Migrants being rescued by the Aquarius
Migrants being rescued by the Aquarius | © Karpov / SOS Mediterranee

The head of the European Union’s border agency said Spain could become the new main entry point for migrants into Europe.

The director of the European Border and Coast Guard Agency, Frontex, Fabrice Leggeri warned in an interview that Spain could become the next migration hotspot in the European Union.
“If you ask me what is my current biggest worry, I would say Spain,” Leggeri told German newspaper Welt am Sonntag in an interview published on Sunday.
Numbers of migrants making the sometimes perilous crossing between Morocco and Spain across the Strait of Gibraltar have been on the rise.

Migrants are arriving across the Strait of Gibraltar, which separates Spain and Morocco

In June alone, over 6,000 migrants crossed into Spain, more than Italy and Greece combined. “If the numbers keep rising as they are now, then this route will become the most significant,” Leggeri said.
Spain hit the headlines in June when the country’s new Prime Minister, Pedro Sánchez, agreed to welcome the rescue ship Aquarius, which was carrying 630 migrants rescued off the coast of Libya. The boat was refused permission to dock in both Italy and Malta, highlighting the increasingly strained issue of migration in frontline EU countries.
Last week, the ship Open Arms, carrying 60 migrants, arrived in Spain after also being rejected entry to both Italy and Malta.

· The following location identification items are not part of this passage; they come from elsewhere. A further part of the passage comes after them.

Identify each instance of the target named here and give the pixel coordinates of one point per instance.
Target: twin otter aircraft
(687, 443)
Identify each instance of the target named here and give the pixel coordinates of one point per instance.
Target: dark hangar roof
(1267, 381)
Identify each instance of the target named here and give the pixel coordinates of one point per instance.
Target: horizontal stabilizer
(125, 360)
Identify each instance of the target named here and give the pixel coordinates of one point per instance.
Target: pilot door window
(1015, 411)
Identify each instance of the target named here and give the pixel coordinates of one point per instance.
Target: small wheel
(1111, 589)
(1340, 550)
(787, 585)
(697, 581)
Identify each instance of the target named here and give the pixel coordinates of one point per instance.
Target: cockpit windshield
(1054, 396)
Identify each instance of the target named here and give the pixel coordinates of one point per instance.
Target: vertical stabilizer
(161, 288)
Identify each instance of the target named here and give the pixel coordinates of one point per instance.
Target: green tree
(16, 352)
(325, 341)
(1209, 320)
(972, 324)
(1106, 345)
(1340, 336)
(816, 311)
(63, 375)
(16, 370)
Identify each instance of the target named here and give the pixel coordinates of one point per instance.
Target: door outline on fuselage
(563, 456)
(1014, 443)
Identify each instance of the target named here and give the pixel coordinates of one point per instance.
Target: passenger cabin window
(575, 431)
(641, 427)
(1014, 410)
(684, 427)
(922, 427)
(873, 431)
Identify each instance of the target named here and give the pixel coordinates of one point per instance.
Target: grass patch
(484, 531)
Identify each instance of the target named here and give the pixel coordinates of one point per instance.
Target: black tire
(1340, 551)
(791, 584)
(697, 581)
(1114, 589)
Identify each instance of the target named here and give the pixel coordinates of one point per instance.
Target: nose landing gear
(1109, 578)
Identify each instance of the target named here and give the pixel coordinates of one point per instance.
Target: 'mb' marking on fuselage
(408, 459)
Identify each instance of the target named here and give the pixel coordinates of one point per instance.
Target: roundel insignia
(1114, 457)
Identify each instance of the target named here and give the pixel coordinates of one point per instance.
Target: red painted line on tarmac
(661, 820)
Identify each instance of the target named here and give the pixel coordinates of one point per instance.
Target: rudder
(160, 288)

Migrants being rescued by the Aquarius

EU measures

Sánchez attended his first EU meeting at the end of June, during which he urged an EU-wide solution to the migrant crisis.
Talks lasted into the early morning of June 29 and produced a tentative agreement that will see migrant centers set up in EU countries that volunteer to house them.
The centers, which will likely be set up in frontline EU countries such as Spain, will be funded and run by the EU.